In its fourth quarter, which closed on 30 June, ShoreTel’s GAAP net loss widened significantly year-on-year to $5m after it took $3m of stock compensation charges and $1.9m of amortisation of acquisition-related intangibles, tax adjustments and other charges.
ShoreTel CFO Michael Healy said that he had “spoken with many investors over the last couple of quarters that strongly urge us to show profit in the premise business” and insisted ShoreTel was awake to the problem. It realigned some headcount resources last month and is planning to cut its R&D budget to around 16.5% of revenue, which is more in-line with the industry average.

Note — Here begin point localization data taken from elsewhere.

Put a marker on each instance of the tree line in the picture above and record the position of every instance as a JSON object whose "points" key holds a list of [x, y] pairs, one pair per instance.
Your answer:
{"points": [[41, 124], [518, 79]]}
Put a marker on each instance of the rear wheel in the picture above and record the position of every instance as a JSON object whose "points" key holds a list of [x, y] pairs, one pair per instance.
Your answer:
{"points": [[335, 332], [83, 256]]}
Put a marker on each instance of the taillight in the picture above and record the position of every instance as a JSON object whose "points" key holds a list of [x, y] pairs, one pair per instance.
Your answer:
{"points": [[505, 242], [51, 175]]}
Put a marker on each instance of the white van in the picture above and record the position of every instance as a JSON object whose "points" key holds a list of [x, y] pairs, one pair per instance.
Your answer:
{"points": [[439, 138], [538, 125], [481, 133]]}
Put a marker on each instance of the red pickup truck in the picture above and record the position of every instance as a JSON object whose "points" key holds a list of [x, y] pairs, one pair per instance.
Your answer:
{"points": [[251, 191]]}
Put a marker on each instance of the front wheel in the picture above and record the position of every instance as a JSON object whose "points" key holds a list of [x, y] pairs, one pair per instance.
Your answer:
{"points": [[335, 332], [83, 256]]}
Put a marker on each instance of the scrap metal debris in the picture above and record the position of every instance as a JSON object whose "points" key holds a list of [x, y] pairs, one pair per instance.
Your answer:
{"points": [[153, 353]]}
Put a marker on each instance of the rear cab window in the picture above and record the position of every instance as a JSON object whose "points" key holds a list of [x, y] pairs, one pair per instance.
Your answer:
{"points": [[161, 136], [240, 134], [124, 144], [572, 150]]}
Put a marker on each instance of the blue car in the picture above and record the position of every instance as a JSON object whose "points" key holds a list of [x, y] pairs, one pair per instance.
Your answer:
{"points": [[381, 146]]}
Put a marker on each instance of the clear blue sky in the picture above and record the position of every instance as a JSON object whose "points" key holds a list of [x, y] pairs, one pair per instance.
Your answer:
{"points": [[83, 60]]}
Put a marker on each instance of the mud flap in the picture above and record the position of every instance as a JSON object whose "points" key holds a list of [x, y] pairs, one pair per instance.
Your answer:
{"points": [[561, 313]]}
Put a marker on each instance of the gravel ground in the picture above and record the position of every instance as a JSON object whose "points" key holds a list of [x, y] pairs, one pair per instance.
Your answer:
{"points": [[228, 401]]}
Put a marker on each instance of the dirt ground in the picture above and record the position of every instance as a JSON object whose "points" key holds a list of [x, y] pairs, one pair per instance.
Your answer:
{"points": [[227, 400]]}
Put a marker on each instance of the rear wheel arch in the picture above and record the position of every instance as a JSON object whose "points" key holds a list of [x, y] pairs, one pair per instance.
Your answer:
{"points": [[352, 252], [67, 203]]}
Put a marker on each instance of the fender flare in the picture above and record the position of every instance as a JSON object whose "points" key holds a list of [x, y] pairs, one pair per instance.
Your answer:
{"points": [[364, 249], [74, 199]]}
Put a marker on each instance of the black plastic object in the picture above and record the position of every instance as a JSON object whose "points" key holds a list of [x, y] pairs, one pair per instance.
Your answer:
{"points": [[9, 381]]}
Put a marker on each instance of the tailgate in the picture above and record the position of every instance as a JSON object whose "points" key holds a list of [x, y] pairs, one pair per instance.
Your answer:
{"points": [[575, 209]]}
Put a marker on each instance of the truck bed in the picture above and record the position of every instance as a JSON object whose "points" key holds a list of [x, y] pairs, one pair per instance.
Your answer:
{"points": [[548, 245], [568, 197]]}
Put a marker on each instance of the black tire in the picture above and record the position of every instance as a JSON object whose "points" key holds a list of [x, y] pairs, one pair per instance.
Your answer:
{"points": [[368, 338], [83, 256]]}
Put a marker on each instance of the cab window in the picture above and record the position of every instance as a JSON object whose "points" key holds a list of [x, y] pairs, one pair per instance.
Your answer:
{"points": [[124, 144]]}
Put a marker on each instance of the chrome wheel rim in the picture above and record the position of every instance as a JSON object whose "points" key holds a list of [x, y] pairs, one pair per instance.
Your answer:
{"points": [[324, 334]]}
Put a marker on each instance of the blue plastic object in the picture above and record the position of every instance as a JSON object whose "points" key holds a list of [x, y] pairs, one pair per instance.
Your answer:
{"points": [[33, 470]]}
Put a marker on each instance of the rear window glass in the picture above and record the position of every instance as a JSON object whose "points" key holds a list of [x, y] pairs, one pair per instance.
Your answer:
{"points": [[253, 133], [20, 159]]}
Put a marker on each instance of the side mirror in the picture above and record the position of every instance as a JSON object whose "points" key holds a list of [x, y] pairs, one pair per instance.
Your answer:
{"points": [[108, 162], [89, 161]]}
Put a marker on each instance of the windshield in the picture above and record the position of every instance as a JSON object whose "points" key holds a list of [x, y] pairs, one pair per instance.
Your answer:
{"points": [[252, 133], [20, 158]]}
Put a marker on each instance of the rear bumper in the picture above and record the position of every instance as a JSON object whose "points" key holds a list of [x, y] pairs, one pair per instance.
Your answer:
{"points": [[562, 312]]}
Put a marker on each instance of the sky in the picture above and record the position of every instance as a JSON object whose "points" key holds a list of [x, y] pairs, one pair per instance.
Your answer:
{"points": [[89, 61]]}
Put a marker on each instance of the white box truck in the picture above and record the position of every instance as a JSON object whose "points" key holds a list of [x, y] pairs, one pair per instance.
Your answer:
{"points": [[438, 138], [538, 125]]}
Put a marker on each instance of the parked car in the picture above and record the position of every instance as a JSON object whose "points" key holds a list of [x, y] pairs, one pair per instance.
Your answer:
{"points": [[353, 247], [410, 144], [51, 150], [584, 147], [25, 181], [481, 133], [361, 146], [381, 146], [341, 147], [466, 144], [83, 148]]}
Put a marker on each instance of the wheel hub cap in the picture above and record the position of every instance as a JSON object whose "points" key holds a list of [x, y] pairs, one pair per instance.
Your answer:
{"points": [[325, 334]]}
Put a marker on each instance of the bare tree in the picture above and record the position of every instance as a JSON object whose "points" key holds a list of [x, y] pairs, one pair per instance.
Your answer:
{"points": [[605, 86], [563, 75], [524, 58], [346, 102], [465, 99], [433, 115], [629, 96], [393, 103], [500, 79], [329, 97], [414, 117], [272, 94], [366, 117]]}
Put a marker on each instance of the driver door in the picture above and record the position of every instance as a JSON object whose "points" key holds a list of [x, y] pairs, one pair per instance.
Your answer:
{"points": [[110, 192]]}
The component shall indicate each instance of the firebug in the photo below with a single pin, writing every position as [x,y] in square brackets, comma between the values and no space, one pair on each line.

The firm is now targeting a “small amount” of operating profit in fiscal 2013 but does not expect the cloud business – acquired in February – to become accretive to earnings in the next 12 months, which will hamper the overall figures.
Nevertheless the M5 Networks cloud comms business is proving a very solid performer for the firm, adding $14.3m of new sales to the balance sheet in the fourth quarter.
ShoreTel is keen to exploit the growth potential that the cloud offers in the UC space, and CEO Peter Blackmore said it will soon be taking steps to present a unified front to both its channel and customers.
This will include the development of a hybrid solution architecture, a rebranding exercise to take place next month, and a new partner programme launching in November. At present it deals with cloud partners on a referral basis.
Said Blackmore: “We will be pushing hard to improve.… And I think the big driver there is improvement in productivity, which we’re working on.
“We made a bold acquisition [and] I think it was a very good move,” he added. “That raw model has got huge leverage as you get going.”